What I wouldn't have given to have been be able to read Alice's journal. Find out how she survived the few teenage years she'd had out here at Desert Downs.

Curiosity both lightened and quickened my steps back down the hall. In the kitchen I stood on a chair to reach the top of the highest cupboard. My hand wiped away a thick layer of dusty cobwebs before feeling around for an enamel bowl.

Once found, I slid it towards me and brought it down so that I could sift through its contents. But there were so many different sized and coloured keys that it was impossible to tell which one belonged to Alice's door, so I brought the largest bunch crammed together on a single key ring with me. I'd try them all if I had to.
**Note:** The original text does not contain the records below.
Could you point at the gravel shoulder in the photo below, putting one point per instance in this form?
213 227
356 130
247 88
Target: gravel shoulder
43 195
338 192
The keys jangled with my every step, so I took it extra slow when I passed Mum's room, not that she was in a state to notice my goings on. There was only one person she'd be thinking about right now. And if it was indeed Patrick's dad she'd shot, then I felt even sorrier for her, because if he looked and sounded anything like his son, he would be a hard face to forget.

From my room I retrieved my torch and in the dim light tried the first key. It became stuck halfway in so I tried another with the same result. The next one, however, fit.